Frequently Asked Questions
What is the difference between encodeURI and encodeURIComponent? ▼
encodeURI() encodes a full URL — it does NOT encode characters that are valid URL delimiters like :, /, ?, #, &, =. Use for encoding a complete URL. encodeURIComponent() encodes everything including :, /, ?, # — use for encoding individual query parameter values, not the full URL.
How to fix "URL contains invalid characters" error? ▼
This usually means special characters (spaces, &, %, #, <, >) are in the URL without proper encoding. Use our URL Encoder in "Encode Component" mode to encode the problematic part. Spaces become %20 (or + in query strings), & becomes %26, # becomes %23.

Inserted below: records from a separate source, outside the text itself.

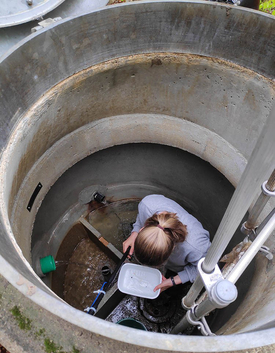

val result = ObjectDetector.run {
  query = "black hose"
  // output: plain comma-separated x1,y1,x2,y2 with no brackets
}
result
87,246,131,315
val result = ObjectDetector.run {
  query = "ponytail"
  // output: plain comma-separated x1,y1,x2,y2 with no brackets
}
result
135,212,187,266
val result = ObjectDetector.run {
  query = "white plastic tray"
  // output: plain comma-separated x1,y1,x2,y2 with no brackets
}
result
118,263,162,299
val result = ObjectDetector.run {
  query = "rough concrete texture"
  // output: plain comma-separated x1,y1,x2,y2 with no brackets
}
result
0,276,275,353
0,1,275,353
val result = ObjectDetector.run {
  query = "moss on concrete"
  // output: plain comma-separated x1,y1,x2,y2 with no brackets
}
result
11,305,31,331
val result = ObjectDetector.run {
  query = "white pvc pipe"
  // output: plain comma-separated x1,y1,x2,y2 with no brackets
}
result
226,213,275,283
184,105,275,307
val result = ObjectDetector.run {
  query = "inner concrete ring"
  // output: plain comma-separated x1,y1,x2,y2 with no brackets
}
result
0,1,275,352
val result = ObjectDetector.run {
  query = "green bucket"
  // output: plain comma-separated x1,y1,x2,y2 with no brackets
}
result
40,255,56,275
117,317,147,331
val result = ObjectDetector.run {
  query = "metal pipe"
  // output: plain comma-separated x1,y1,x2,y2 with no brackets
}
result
244,169,275,230
184,105,275,306
226,210,275,283
175,209,275,334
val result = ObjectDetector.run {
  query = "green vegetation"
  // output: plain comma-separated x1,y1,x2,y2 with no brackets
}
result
35,328,45,337
11,305,31,330
44,338,64,353
260,0,275,16
73,346,80,353
42,332,80,353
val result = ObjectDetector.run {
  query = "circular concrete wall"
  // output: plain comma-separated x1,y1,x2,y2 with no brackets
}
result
0,1,275,352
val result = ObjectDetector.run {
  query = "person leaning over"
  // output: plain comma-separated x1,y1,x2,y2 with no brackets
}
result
123,195,211,291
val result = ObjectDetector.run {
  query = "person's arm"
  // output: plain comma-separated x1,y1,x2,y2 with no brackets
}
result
123,232,138,257
123,201,152,257
154,275,182,292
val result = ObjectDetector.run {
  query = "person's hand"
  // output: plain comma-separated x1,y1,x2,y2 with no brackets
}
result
154,275,181,292
154,276,173,292
123,232,138,258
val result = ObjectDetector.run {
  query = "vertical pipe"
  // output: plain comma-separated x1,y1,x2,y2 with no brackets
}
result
183,105,275,306
245,169,275,229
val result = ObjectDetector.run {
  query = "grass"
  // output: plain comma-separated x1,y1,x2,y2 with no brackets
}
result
259,0,275,16
11,305,31,331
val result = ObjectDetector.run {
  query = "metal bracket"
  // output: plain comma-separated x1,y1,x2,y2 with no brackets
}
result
198,257,223,294
262,180,275,197
198,258,238,308
259,245,273,260
31,17,62,33
186,305,215,336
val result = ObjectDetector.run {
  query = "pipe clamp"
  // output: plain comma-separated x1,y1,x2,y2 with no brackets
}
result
262,180,275,197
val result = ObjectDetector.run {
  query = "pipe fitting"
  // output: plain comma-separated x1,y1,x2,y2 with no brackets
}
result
262,180,275,197
209,279,238,309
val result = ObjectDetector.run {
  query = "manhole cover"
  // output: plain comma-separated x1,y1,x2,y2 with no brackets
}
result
0,0,65,27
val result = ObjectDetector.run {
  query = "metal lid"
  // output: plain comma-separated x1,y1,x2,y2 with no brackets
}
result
0,0,65,27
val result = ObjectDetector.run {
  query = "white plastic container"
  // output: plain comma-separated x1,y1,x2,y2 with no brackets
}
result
118,263,162,299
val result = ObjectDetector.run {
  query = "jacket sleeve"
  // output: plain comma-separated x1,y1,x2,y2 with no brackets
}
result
178,251,204,283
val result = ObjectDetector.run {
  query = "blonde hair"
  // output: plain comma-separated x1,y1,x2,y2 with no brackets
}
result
135,212,187,266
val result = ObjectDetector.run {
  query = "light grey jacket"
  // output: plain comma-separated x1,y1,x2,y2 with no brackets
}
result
133,195,211,283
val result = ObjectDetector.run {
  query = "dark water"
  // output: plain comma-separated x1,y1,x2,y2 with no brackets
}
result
63,238,116,310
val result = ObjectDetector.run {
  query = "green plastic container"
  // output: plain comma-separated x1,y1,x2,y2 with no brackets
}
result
117,317,147,331
40,255,56,275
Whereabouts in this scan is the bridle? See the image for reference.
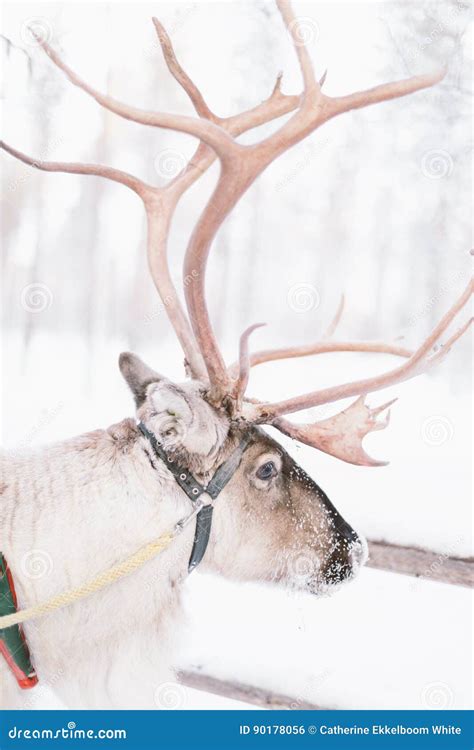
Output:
[0,422,252,688]
[138,422,251,573]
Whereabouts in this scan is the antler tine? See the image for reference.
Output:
[31,29,238,161]
[6,0,448,412]
[1,19,299,379]
[273,396,397,466]
[184,0,444,404]
[229,294,413,377]
[232,323,266,410]
[229,340,413,376]
[151,16,217,122]
[0,141,151,197]
[244,280,474,423]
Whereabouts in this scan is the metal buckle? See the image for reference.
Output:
[174,492,213,534]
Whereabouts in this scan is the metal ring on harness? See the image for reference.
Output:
[138,422,251,573]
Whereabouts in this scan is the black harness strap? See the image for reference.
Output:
[138,422,250,572]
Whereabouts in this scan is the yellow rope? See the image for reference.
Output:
[0,534,174,630]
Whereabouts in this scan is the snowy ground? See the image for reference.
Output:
[2,337,472,709]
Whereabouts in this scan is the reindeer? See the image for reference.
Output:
[0,0,472,708]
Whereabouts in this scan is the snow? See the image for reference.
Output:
[1,333,472,556]
[2,335,472,709]
[177,568,472,709]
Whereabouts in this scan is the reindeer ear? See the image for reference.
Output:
[119,352,164,409]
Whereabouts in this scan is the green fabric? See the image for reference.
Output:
[0,552,34,677]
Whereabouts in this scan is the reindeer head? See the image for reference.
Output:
[120,353,366,593]
[1,0,472,589]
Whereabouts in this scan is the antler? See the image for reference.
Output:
[2,0,466,465]
[0,18,299,379]
[244,281,474,466]
[180,0,444,404]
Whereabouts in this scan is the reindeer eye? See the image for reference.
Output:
[257,461,278,479]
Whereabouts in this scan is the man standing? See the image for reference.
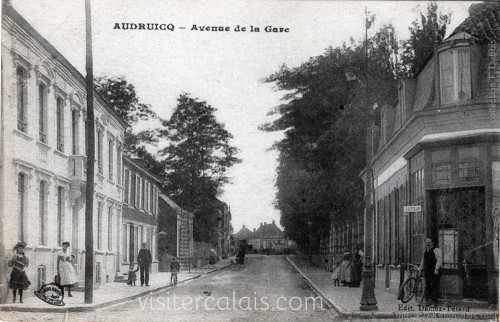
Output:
[137,243,153,286]
[352,245,365,287]
[418,238,443,306]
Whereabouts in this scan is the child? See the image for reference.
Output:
[332,261,340,286]
[127,264,139,286]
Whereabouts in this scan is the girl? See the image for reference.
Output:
[332,262,340,286]
[57,242,78,297]
[9,242,31,303]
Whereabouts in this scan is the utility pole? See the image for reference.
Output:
[0,2,10,303]
[85,0,95,304]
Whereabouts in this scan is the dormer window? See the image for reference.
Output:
[439,46,472,104]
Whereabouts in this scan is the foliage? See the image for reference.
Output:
[261,4,448,245]
[94,77,164,178]
[401,2,451,77]
[161,94,240,241]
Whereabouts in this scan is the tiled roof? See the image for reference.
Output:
[452,1,500,41]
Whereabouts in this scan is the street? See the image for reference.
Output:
[0,255,336,321]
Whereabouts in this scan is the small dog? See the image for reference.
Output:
[127,265,139,286]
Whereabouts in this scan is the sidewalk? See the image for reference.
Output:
[0,259,232,313]
[287,255,498,319]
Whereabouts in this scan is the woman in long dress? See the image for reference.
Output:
[57,242,78,297]
[9,242,31,303]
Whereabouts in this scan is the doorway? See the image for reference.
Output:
[430,187,488,300]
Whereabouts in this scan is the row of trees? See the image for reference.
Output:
[261,3,450,249]
[94,77,240,243]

How are Hindi or Devanagari characters encoded in URLs? ▼
Non-ASCII characters like Hindi (देवनागरी) are first converted to UTF-8 bytes, then each byte is percent-encoded. For example, "अ" (U+0905) encodes as %E0%A4%85 in a URL. Modern browsers display the decoded Unicode in the address bar, but the actual URL sent to the server is percent-encoded.
How to decode a URL encoded string? ▼
Paste the percent-encoded string (e.g., hello%20world%21) into our input and click Decode. The tool uses decodeURIComponent() to restore the original string. This is useful for reading redirect URLs, debugging API calls and reading encoded query parameters.